En uno de esos viajes que ocupaban su vida, falleció. Esas revisiones con el cardiólogo que mi madre debía posponer porque le cuadraban mal con alguna aventura, eran más necesarias de lo que él quería creer y finalmente su corazón no pudo más y se paró. Mi madre, inconsolable por la pérdida del amor de su vida, nos decía que en un corazón humano no podía caber tanto amor como él tenía.

Fue duro ver como nuestro día a día no cambiaba en absoluto después de una desgracia de tamaña envergadura. Nos sentíamos desoladas, pero estábamos juntas, las tres, y siempre nos tendríamos para lo que necesitáramos. El tiempo fue pasando y, al llegar el segundo aniversario de su pérdida, nos reunimos con familiares y amigos para homenajearlo. En esa reunión hablamos con mucha gente a la que apenas habíamos visto un par de veces pero que conocían a mi padre mucho mejor que yo. Todos ellos nos decían lo orgulloso que estaba de nosotras y la belleza que habíamos heredado claramente de nuestra madre. 

Ese día llegué a mi casa revuelta. No físicamente sino por dentro. Sentía las bases de mi vida tambalearse. Realmente lo único de lo que mi padre podía presumir de nosotras era de nuestro rostro angelical, porque el resto de nosotras no lo conocía. Parecía gracioso cuando fingía no saber nuestra edad, pero realmente no lo sabía. Las llamadas de cumpleaños se cargaban a la factura de mi madre, ya que él jamás recordó una sola fecha especial para nosotras. Nos hablaba siempre de la familia, pero no sabía nada de la suya, jamás había formado parte de ella. Se iba lejos en busca de negocios que nos dieran la solución para llevar la vida que merecíamos, pero siempre acababa enviando mi madre algo de dinero para que él pudiera volver.

Fue ese día cuando me di cuenta de que llevaba una vida entera admirando a la persona equivocada. Mi madre llevaba sonriente el peso de muchas vidas encima sin pestañear.
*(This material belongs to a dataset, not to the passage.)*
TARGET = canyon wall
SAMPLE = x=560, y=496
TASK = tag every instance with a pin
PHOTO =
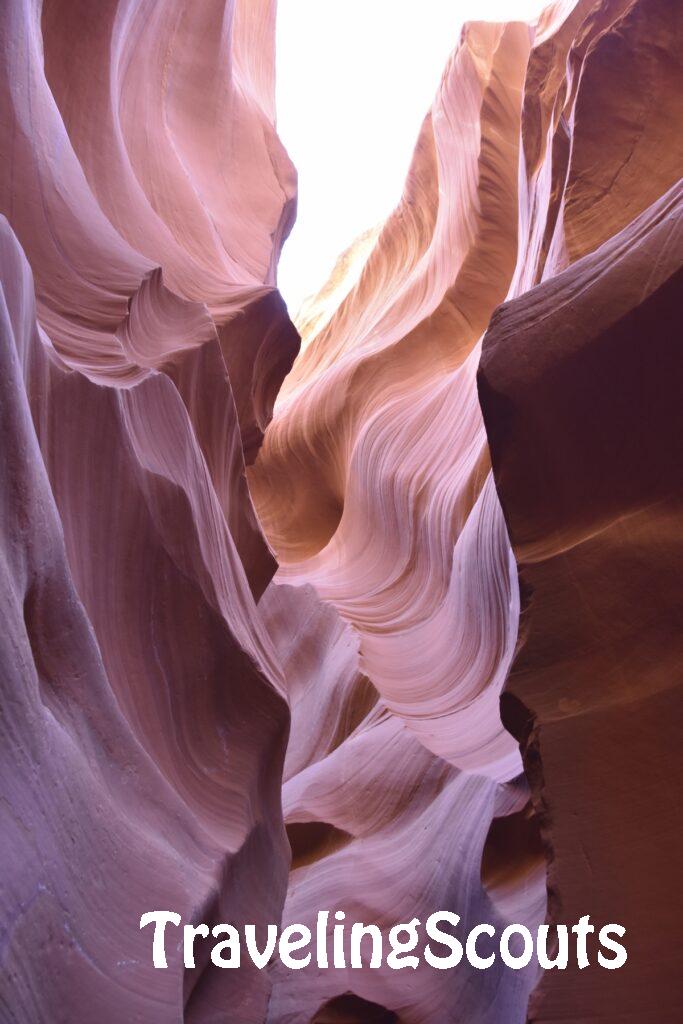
x=408, y=641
Mi madre escuchaba a mi padre hablarnos de cuánto debíamos apoyarnos entre nosotras cuando él jamás la había apoyado a ella en nada.

Me enfadé mucho, miré al techo de mi salón como una metáfora del cielo en el que todo el mundo decía que debía estar y lloré sabiendo que no había perdido a un padre, había perdido la ilusión de un padre que nunca existió.

Días más tarde nos juntamos las tres para comer y yo no pude evitar contarles todo lo que había estado pensando desde el día del homenaje. Mi hermana mayor me miró orgullosa “al fin te das cuenta”. Mi madre agachó la cabeza avergonzada, una vez más, por algo que a ella no le correspondía sentir vergüenza. La abracé y le pedí perdón por todas esas disputas adolescentes que habíamos tenido y que ahora veía como una piedra más en el duro camino que llevaba andado.
Hoy, 10 años después de aquella reunión, miro a mi hijo mientras le hablo de amor, de familia… y de lo importante que es estar presente y apoyar de verdad a quienes queremos. Hoy le hablo también de su abuelo aventurero que buscaba un tesoro perdido sin saber que el cofre lo aguardaba en casa.